Buffalo Head Solos is organized into four sections. Each begins with a poem entitled "Ambition," narrated by a cow, a mosquito, a primate and a virus, respectively. Tonally, every "Ambition" is rendered equally true-to-life, capturing the voice of an underdog or an outcast, each in his own way longing for strength, validity and power. They are funny (you can't help but laugh when the mosquito exclaims: "What? You think we ain't/ got feelings?!"), but these poems are not jokes. Yet what is most striking, and most impressive, is the language that follows these ambitious openers.
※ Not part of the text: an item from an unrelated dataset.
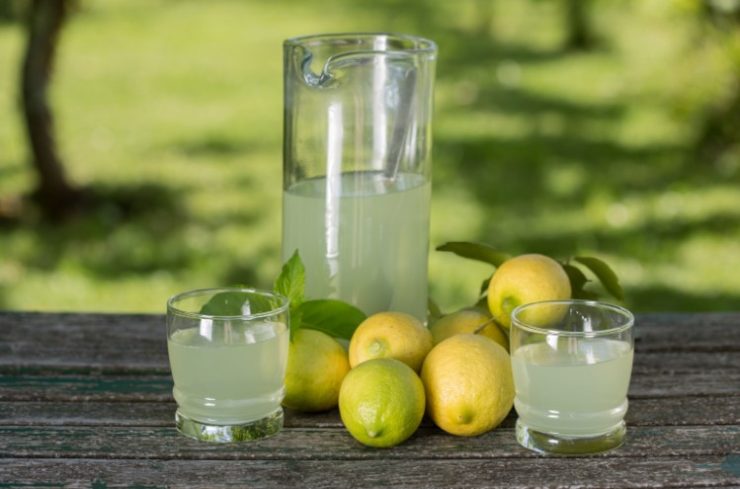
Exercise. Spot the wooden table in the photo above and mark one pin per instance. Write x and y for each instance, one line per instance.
(85, 401)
It is in the poems where Seibles speaks with a "human" voice that he is most like an animator. With language alone, his poems manage to captivate the imagination in much the same way an animator captivates the eye:
Someone ties two blue balloons to your eyelids:
Rise and shine! The new sun
smears the dark like a paw: Tuesday –
(from "Christmas 2001")
With images like these, twisting the impossible into the surreal, Seibles confronts the "blood, bone, and soul in the rawest, most honest and electric way." His language is fresh, his images are exciting -- he writes so that readers numbed by special effects and weary of staid poetry alike will be pleased, stimulated and engaged. In "Welcome Home," a parable in which all the world's white people have left for the moon, he uses images of sizzling soup and sequestered left-overs to discuss a world without racial hate:
For without White Supremacy, and its
soul-eating whispers, the old rage
that had simmered everywhere
like crocodile soup
was covered with foil and stuffed in the fridge.
Because the image is odd, it is also provocative; because it is so incongruous, it is quite effective. Racial hate, he tells us, can be put in the past just as easily as last-night's leftovers can be shoved into the refrigerator. In this way, Seibles's language itself is animated; his images, packing a rhetorical ACME punch, are moving.
Seibles set himself a difficult task in Buffalo Head Solos -- to challenge the status quo while appealing to the casual reader -- and like the bow scratching across the fiddle's strings or the Road-Runner speeding off into the distance, his poetry smokes.